The Bechdel Test and
the Films of Jim Kropa

Picking up from this point in the Origin Story…

Invented in 1985, a movie passes the Bechdel Test    if it has:

  1. at least two women in it
  2. who talk to each other
  3. about something other than a man.

To be fair, most popular films in the 21st century still fail the test, which is of course the whole point of it.

Funnily enough, the marginalization of the main female character in the first of my films was a problem I had sought to address in the second, though rather badly, without really thinking about it much.

I wrote these characters, so I alone am to blame for their faults. My critical remarks should not be construed as maligning the young actresses or their performances. I was just thrilled they said they would be in my movie!

Strictly adhering to the Bechdel formulation, La Suerte de los Dioses technically passes the first point.

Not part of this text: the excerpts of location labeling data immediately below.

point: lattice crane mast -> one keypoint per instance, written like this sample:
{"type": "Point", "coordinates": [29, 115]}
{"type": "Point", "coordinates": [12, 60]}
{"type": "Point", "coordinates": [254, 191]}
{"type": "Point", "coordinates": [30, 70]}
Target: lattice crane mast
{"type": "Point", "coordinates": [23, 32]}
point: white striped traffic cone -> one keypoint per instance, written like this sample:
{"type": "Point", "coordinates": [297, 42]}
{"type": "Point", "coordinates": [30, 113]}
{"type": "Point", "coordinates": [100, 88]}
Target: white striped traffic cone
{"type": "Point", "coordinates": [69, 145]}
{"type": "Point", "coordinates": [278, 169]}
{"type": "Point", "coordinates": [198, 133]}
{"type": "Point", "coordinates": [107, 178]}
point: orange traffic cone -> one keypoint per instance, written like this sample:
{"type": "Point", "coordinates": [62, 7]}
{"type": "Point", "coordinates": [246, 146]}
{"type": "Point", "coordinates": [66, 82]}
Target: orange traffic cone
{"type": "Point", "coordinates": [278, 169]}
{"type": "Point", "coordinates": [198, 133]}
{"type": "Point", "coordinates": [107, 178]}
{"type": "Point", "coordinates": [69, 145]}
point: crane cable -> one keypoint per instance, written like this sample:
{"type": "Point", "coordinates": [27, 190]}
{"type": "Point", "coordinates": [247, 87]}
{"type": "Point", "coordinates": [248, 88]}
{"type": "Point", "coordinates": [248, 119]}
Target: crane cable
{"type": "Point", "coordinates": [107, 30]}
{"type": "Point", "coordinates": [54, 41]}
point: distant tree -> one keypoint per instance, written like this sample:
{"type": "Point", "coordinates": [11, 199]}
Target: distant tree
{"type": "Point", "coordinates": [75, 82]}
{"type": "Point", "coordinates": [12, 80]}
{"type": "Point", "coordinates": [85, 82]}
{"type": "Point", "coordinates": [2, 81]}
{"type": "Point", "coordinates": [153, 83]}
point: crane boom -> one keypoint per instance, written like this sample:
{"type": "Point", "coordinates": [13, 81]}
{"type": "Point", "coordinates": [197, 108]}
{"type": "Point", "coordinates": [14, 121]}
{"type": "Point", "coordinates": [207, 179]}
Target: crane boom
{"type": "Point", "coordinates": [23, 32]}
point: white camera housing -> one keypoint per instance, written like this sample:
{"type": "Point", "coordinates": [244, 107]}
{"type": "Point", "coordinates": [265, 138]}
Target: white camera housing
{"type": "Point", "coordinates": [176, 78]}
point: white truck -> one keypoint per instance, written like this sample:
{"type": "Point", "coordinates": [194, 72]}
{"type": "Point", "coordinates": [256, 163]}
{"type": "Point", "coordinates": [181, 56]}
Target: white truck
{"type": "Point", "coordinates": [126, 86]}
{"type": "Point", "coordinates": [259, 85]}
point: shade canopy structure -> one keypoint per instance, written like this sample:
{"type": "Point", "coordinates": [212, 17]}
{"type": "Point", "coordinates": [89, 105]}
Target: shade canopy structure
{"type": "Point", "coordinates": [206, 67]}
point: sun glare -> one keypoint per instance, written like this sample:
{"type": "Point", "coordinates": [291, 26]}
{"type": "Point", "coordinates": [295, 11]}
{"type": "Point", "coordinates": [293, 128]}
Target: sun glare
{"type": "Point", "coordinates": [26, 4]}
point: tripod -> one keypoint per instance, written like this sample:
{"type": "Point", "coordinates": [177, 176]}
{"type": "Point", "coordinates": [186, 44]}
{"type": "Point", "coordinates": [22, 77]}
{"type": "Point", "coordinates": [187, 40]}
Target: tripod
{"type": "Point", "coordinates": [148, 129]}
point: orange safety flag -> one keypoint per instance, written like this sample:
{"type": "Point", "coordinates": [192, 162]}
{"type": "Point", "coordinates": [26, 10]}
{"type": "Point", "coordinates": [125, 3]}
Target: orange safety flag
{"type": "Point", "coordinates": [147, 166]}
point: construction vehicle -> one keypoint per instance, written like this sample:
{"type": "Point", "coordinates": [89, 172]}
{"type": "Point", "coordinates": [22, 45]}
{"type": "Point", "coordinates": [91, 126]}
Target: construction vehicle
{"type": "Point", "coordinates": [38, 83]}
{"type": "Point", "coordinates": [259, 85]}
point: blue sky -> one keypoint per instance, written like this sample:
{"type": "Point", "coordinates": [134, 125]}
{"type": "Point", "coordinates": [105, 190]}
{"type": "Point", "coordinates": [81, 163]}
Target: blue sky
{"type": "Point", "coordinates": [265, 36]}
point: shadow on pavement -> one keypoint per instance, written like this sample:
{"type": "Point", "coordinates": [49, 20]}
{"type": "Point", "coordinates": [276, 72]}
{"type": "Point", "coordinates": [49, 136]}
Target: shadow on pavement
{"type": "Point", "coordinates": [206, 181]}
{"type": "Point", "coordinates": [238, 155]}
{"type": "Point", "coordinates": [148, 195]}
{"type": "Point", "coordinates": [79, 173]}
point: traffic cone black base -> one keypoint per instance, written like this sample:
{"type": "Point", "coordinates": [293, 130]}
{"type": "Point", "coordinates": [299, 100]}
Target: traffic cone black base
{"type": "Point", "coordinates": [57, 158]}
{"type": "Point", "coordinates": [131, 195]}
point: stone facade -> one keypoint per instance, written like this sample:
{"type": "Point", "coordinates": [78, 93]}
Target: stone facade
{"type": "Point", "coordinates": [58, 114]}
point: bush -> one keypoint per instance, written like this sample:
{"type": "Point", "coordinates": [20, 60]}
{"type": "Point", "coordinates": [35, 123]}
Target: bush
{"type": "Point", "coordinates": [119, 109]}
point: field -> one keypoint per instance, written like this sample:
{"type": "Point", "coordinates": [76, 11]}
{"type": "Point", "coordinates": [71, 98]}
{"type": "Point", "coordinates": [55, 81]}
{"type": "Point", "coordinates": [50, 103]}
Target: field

However, the second of its two female characters, Jane, appears in just a few shots, does not speak at all, and is dispatched as a kind of punch line, accompanied by a comedy sound effect.

The film’s leading lady, Mercedes, is a stock character, your basic “damsel in distress.” She has no real agency, and serves only as an object of the hero’s desire or as a pawn used by the villain. On first meeting with the male protagonist, she scolds him for his “heroic” behavior, but by the end, willingly comports herself to his choices and personality, promising to never question them again.

Bechdel doesn’t specifically mention conformity to the “damsel in distress” type among its criteria, but it feels like this movie should lose a point for it. Is it possible to score less than zero?

When inventing the scenario for Nochebuena, the only female character in Las Victimas de Malentendido, my thought was, “In this one, the girl won’t be a damsel in distress. Instead, she’ll be like a male action hero, but more competent, sent to do a job a man failed to do, and her husband will be the annoying complainer.”

So how does that notion hold up to 21st century scrutiny?

For one thing, it is misguided to equate “empowerment” of a female lead with simply rendering her into the “male” role. It’s the same “badass chick” trope as the characters of Ellen Ripley in the Alien franchise or Sarah Connor in Terminator 2, and safe to say that none of those movies pass the Bechdel Test either.

But even judging Nochebuena as the action star, her film fails her by not fully committing to the type. Though she successfully completes her mission to return with knowledge of the bad guy’s secret location, she is later persuaded by her husband to doubt her success. She holds her own in her first fight against villain Pepe Leupe, but is able only to flee, and in their next encounter Pepe overpowers and murders her.

The action star would need to be the star of the movie, whereas Nochebuena gets killed off with around a third of the film’s running time left to go, as though her presence was all that was hindering a stock “revenge” plot from ensuing. Admittedly, an obvious flaw of the film is its murkiness about who is its main character. Ostensibly it’s Pepe, but even as an “antihero” it feels creepy to call him a protagonist.

Then there is Nochebuena’s gruesome murder itself, an act of grisly torture undertaken with gusto by… our purported protagonist? Maybe it is clever that Nochebuena’s husband Cisco is made into a literal “ball and chain” by the way Pepe goes about it, but still, from my “grownup” perspective it is disturbing to watch.

You could say that the horrific tone of this scene is effective to convey a serious impact. After all, by this point in the film, we have gotten to know Nochebuena a bit, and about her relationship with Cisco. So when she dies, it is devastating.

Devastating from Cisco’s perspective, that is. The film hardly entices us to empathize with Nochebuena. Wait, is Cisco the protagonist?

Unfortunately, even if the horror is legitimately impactful, its effect is immediately undercut by the outrageously gratuitous escalation of violence that follows, into realms of slapsick comedy and gore, showing the director’s juvenile poor taste.

A quick survey of Andy’s films includes both advancements and regressions. In Bosque we spend a (brief) scene with the remarkable Sra. Verde, a woman of status and wealth, standing against great power and giving aid to the ineffectual male. But we also meet a woman with no name, called only “novia” (girlfriend) who never says a word.

Azucena, the female lead of Sangre y Flores, is much like Mercedes, a damsel in distress, explicit object of the male protagonist’s desire, and pawn of the villain.

Of all the actresses in the Kropa Spanish Videos, it is Erin File who gets the plum roles, always stealing the scene, and speaking only francés, no español.